Stage manifest: PUT_OBJECT_STORE {dataset}/_versions/{version}.manifest-{uuid}
- Write the new manifest to object storage under a unique path determined by a new UUID
- This staged manifest is not yet visible to readers
Commit to external store: PUT_EXTERNAL_STORE base_uri, version, {dataset}/_versions/{version}.manifest-{uuid}
- Atomically commit the path of the staged manifest to the external store using put-if-not-exists
- The commit is effectively complete after this step
- If this operation fails due to conflict, another writer has committed this version
Finalize in object store: COPY_OBJECT_STORE {dataset}/_versions/{version}.manifest-{uuid} → {dataset}/_versions/{version}.manifest
- Copy the staged manifest to the final path
- This makes the manifest discoverable by readers unaware of the external store
Update external store pointer: PUT_EXTERNAL_STORE base_uri, version, {dataset}/_versions/{version}.manifest
- Update the external store to point to the finalized manifest path
- Completes the synchronization between external store and object storage

Fault Tolerance:

If the writer fails after step 2 but before step 4, the external store and object store are temporarily out of sync. Readers detect this condition and attempt to complete the synchronization. If synchronization fails, the reader refuses to load to ensure dataset portability.

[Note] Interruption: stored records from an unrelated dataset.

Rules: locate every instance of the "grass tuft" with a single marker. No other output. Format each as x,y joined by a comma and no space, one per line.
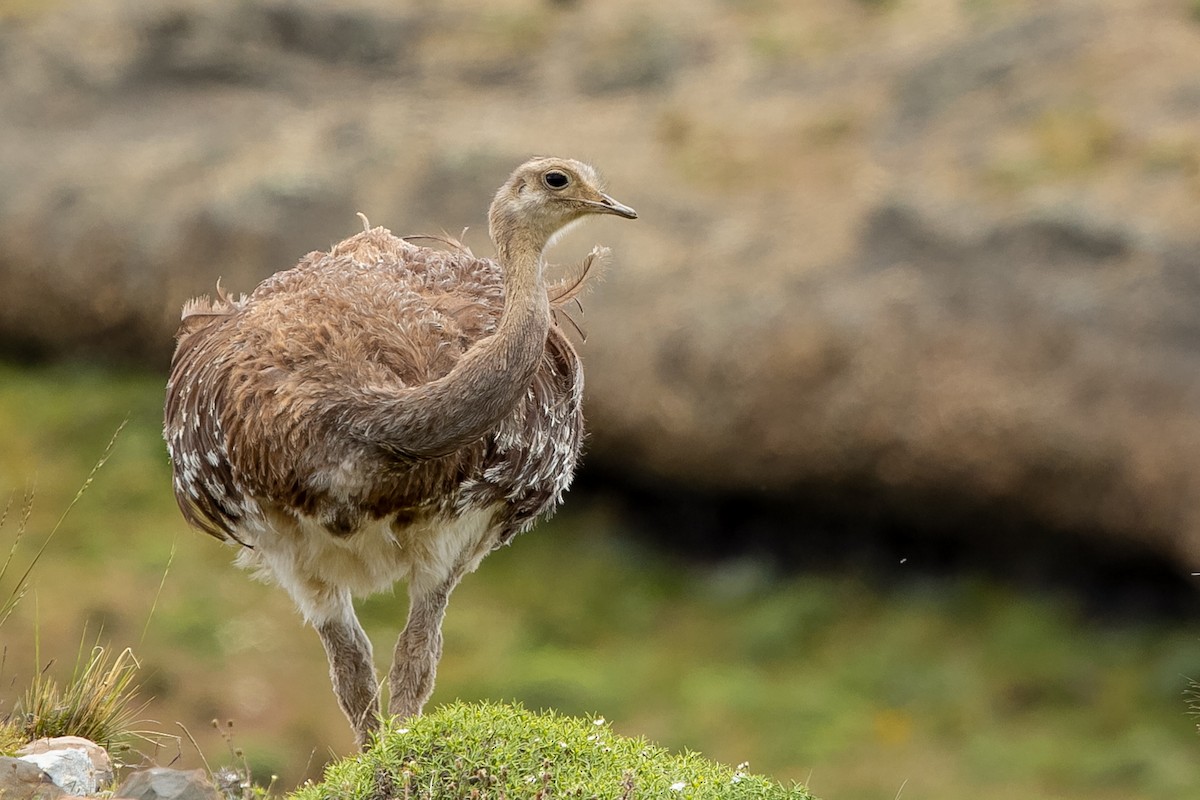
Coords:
97,703
504,752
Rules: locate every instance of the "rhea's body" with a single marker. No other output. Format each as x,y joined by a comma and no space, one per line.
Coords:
385,411
307,349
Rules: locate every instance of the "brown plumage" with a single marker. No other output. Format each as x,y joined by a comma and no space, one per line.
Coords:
385,411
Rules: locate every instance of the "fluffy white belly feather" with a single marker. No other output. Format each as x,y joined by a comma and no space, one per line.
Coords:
321,571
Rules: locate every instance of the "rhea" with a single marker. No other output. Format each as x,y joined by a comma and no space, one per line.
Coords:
385,411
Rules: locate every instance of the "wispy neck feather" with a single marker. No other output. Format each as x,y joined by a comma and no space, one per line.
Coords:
492,377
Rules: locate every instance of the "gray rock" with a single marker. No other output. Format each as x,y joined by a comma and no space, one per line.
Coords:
165,783
101,762
19,780
70,769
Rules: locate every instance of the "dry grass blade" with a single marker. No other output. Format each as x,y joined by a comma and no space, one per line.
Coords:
18,590
22,585
96,703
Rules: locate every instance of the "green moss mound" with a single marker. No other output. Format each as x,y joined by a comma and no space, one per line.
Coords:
505,752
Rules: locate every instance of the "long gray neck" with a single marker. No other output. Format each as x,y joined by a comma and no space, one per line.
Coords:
481,390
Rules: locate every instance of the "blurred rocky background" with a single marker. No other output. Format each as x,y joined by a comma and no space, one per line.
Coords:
939,257
922,269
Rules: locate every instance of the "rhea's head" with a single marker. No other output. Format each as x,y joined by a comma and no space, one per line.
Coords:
543,197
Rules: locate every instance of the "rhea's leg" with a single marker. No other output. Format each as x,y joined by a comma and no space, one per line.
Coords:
419,649
352,669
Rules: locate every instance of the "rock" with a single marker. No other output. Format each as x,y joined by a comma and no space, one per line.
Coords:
101,762
70,769
165,783
19,780
945,265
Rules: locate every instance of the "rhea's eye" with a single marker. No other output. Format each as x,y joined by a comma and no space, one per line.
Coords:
556,179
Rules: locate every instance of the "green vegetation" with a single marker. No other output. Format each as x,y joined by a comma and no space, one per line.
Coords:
946,687
489,752
96,703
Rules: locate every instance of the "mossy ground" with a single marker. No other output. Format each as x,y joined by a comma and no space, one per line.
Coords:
949,687
505,752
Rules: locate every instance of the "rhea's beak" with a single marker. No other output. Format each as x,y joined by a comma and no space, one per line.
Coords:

Reader Process with External Store

The reader follows a validation and synchronization protocol:

Query external store: GET_EXTERNAL_STORE base_uri, version → path
- Retrieve the manifest path for the requested version
- If the path does not end with a UUID, return it directly (synchronization complete)
- If the path ends with a UUID, synchronization is required
Synchronize to object store: COPY_OBJECT_STORE {dataset}/_versions/{version}.manifest-{uuid} → {dataset}/_versions/{version}.manifest
- Attempt to finalize the staged manifest
- This operation is idempotent
Update external store: PUT_EXTERNAL_STORE base_uri, version, {dataset}/_versions/{version}.manifest
- Update the external store to reflect the finalized path
- Future readers will see the synchronized state
Return finalized path: Return {dataset}/_versions/{version}.manifest
- Always return the finalized path
- If synchronization fails, return an error to prevent reading inconsistent state

This protocol ensures that datasets using external manifest stores remain portable: copying the dataset directory preserves all data without requiring the external store.